Tra le vittime delle estorsioni ci sarebbero anche gli ambulanti e numerosi esercenti che sarebbero stati costretti a pagare il pizzo o a chiedere l’autorizzazione prima di avviare i lavori. «Ne sarebbe la dimostrazione l’autorizzazione all’installazione di alcuni distributori a gettoni presso esercizi commerciali della zona». Stesso discorso per l’avvio di un autolavaggio che per di più avrebbe dovuto ristrutturare l’immobile. Nel corso di un episodio un commerciante sarebbe stato duramente rimproverato in quanto, nonostante il periodo di difficoltà economica, avrebbe osato rispondere in modo ritenuto “oltraggioso” all’emissario di Cosa nostra.

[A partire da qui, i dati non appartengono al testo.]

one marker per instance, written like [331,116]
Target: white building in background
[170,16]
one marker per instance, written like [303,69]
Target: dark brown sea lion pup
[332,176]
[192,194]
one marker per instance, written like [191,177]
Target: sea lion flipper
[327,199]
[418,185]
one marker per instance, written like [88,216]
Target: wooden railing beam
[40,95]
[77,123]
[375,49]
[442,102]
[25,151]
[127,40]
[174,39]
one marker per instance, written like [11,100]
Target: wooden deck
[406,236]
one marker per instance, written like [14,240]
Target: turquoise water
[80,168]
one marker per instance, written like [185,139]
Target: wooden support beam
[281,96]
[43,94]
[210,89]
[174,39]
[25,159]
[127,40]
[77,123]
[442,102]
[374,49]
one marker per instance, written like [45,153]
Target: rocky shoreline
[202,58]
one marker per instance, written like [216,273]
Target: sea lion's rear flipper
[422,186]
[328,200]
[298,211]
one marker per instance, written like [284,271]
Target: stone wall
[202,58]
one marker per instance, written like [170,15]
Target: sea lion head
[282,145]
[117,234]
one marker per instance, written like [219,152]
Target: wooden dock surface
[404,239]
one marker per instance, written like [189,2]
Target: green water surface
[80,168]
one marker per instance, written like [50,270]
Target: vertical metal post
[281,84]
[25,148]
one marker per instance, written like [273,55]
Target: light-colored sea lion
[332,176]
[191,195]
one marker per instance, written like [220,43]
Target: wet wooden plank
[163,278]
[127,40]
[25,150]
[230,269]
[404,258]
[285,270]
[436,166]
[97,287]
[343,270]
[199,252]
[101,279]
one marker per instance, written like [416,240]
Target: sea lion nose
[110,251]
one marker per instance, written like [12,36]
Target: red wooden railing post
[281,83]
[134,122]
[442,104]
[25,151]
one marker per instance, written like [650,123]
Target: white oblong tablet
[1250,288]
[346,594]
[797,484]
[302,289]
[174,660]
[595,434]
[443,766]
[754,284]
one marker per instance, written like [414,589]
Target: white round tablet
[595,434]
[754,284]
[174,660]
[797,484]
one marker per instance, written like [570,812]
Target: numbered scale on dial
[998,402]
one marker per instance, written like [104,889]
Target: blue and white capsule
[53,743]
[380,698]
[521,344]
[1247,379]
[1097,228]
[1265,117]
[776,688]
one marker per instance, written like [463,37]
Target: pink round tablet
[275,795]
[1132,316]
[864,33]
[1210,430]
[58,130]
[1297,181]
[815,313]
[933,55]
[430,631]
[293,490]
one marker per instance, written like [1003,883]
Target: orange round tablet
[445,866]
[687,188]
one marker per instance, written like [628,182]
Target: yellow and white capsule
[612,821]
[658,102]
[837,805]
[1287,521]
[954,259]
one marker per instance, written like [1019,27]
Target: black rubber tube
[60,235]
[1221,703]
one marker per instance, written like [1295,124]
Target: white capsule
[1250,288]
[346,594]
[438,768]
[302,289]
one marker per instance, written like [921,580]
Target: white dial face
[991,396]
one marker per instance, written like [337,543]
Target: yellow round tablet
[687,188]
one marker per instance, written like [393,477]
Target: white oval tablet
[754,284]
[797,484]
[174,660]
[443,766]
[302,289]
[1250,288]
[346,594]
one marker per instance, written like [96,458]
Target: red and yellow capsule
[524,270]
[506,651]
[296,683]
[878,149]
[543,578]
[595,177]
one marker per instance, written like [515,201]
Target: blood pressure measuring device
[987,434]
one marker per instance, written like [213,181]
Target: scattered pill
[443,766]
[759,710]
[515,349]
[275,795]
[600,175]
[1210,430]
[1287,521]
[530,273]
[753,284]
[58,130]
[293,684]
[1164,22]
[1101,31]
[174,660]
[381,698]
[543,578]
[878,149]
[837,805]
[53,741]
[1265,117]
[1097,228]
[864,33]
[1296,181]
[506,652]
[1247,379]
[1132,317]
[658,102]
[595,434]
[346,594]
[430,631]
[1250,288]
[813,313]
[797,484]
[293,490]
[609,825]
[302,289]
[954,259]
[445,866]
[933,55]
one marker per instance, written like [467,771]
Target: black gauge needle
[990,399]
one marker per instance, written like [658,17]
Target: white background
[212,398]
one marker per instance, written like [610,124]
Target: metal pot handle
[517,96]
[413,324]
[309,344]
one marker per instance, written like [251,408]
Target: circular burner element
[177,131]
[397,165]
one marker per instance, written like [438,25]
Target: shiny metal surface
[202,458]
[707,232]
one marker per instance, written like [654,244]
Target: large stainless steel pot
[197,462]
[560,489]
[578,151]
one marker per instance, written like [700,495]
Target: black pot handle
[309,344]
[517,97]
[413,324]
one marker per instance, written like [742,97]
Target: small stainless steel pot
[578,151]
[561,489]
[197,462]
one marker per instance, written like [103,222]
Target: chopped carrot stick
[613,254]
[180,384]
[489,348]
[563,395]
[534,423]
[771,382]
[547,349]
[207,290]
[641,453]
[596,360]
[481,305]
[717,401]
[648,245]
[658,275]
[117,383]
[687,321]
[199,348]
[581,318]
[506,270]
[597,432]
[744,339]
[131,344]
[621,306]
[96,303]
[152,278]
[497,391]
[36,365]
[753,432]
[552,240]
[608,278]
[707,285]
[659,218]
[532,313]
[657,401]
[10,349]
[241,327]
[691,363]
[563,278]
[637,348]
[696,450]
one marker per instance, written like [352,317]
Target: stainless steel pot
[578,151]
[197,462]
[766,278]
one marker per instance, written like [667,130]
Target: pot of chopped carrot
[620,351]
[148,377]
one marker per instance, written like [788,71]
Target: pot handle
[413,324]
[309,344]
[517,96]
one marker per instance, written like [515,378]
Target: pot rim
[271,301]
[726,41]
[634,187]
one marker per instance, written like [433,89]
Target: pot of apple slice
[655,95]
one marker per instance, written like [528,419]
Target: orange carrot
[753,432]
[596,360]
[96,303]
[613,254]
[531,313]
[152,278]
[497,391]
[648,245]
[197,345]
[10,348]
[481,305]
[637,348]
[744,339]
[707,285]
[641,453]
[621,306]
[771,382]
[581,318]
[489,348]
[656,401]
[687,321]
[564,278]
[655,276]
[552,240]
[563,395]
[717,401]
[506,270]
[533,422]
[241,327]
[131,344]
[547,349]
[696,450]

Rievocando le “regole di comportamento” da imporre alle nuove reclute, ricostruisce la polizia, «gli affiliati avrebbero dovuto possedere la capacità di porsi con autorevolezza, vietando di commettere azioni non rispettose del codice d’onore. Anche il furto di un’auto o in un’abitazione avrebbe ingenerato l’irritazione di “Cosa nostra” che, tramite i suoi affiliati, così come emerso in corso di indagine, si sarebbe attivata per individuarne gli autori ed evitare ulteriori episodi. Allo stesso modo anche l’occupazione abusiva degli immobili sarebbe stata sottoposta all’autorizzazione mafiosa, scegliendo anche gli eventuali beneficiari di fatto».

Nonostante la fortissima pressione del pizzo su tutte le attività economiche della zona di competenza, la polizia lamenta che nessuna delle vittime abbia mai denunciato niente. Lo afferma anche il direttore della Direzione Centrale anticrimine (Dac) della Polizia Francesco Messina, commentando l'operazione di Palermo: «Anche in questo caso, come nell'operazione a Brancaccio (di qualche tempo fa, ndr), non c'è stata collaborazione, c'è un atteggiamento remissivo da parte degli estorti che continuano a non denunciare. Se hai un problema vai dal capo di quello che ti è venuto a chiedere il pizzo, non vai dalle forze dell'ordine. Se fra gli estorti nessuno denuncia c'è un problema, anche sociale, che va affrontato. Ed è su questo che continuiamo ad agire con determinazione perché vogliamo andare oltre il contenimento del fenomeno mafioso. Noi dobbiamo pensare, nel tempo, a una riduzione a fisiologico di questo fenomeno». 

E sempre il direttore del Dac fa una riflessione importante: «Gli arrestati di questa operazione sono, per la maggior parte, soggetti che avevano cariche direttive (nella mafia, dr) già negli anni passati, hanno scontato la loro pena e, scarcerati, sono tornati a fare esattamente quello che facevano prima, forse anche con più importanza. Questo vuol dire che i legami con la struttura mafiosa non vengono recisi dal carcere, che invece è quello che dovrebbe accadere, se non a patto dell'introduzione di un regime speciale. Questo deve far riflettere sull'opportunità di modificare il trattamento carcerario e di consentire addirittura l'abolizione dell'ergastolo ostativo per chi ha fatto parte dell'organizzazione mafiosa».